La présidence du Botswana a condamné l’Afrique du Sud pour avoir laissé el-Béchir s’en aller et a appelé tous les Etats membres de la CPI à coopérer avec la Cour. Le Département d’Etat américain a exprimé sa préoccupation quant à la visite d’el-Béchir. Le parti au pouvoir en Afrique du Sud a salué la décision du gouvernement d’accueillir el-Béchir, et a déclaré que la CPI n’est plus d’aucune utilité.

L’universitaire Mark Kersten a fait valoir que, même si le résultat n’est pas idéal, la visite d’el-Béchir pourrait en fait renforcer le droit international et montrer l’impact que la CPI a sur les décisions d’un Etat, alors que Jens David Ohlin se demande si la visite d’el-Béchir pousserait l’AEP ou le Conseil de sécurité de l’ONU à prendre des mesures. Alex Whiting a estimé que l’affaire démontre que la puissance de la CPI dépendra toujours de la volonté des Etats, et David Bosco a soutenu que l’incident a été préjudiciable à la Cour.

Un professeur d’université travaillant avec l’International Justice Project qui était en Afrique du Sud lors du sommet de l’UA a déclaré que l’opinion publique sur la présence et le départ d’el-Béchir était partagée.

Le juge Richard Goldstone et Marie-Claude Jean-Baptiste du Centre Cyrus R. Vance pour la Justice Internationale ont écrit que les actions de l’Afrique du Sud menacent sa réputation internationale ainsi que l’Etat de droit dans le pays.

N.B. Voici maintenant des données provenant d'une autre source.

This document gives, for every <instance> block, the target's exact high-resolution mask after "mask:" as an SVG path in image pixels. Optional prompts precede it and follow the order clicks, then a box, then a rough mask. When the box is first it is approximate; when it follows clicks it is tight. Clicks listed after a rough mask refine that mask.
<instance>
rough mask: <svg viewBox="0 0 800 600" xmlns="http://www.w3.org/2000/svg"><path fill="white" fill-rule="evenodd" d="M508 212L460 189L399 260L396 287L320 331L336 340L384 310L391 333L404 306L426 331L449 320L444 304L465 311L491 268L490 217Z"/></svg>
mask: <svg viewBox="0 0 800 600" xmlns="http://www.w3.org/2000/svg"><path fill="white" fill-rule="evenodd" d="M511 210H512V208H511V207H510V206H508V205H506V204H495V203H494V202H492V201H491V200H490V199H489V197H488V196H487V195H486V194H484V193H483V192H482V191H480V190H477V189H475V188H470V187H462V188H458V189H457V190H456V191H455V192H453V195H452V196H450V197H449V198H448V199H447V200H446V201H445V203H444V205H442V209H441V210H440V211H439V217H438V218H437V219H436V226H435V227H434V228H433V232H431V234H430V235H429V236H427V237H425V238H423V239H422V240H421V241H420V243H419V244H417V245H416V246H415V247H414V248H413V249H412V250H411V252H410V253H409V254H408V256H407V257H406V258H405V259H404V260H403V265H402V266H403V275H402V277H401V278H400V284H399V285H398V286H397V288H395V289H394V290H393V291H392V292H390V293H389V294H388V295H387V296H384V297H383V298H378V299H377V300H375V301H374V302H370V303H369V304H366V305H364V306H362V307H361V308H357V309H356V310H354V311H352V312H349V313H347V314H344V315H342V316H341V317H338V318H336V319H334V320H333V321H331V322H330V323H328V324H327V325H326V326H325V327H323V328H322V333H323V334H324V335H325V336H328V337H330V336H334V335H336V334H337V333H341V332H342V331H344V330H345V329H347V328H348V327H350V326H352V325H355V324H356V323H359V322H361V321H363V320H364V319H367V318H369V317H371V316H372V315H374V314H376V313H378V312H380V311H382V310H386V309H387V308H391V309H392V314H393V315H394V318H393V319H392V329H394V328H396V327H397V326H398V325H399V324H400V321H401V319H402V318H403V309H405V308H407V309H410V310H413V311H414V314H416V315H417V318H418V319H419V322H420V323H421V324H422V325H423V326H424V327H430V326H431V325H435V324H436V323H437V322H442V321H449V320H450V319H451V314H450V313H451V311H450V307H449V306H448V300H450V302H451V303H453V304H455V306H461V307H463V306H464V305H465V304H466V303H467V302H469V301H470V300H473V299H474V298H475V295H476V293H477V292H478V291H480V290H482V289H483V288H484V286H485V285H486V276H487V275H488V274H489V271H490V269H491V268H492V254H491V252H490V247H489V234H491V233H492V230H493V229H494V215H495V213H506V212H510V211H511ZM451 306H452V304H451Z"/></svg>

Liesl Gerntholz de Human Rights Watch estime que le non-respect par le gouvernement des décisions de justice était dommageable pour la démocratie en Afrique du Sud.

Et maintenant ?

Pour avoir refusé de se conformer à son obligation d’arrêter el-Béchir, les juges de la CPI pourraient renvoyer l’Afrique du Sud au Conseil de sécurité de l’ONU et à l’organe directeur de la Cour, l’Assemblée des États parties (AEP). Il appartient ensuite à ces deux organes de prendre des mesures supplémentaires.

Par le passé, la CPI a jugé que le Tchad, le Malawi, le Kenya et Djibouti ont chacun refusé de coopérer avec la Cour en n’arrêtant pas el-Béchir.

La High Court d’Afrique du Sud a donné au gouvernement une semaine pour expliquer pourquoi il a laissé el-Béchir quitter le pays.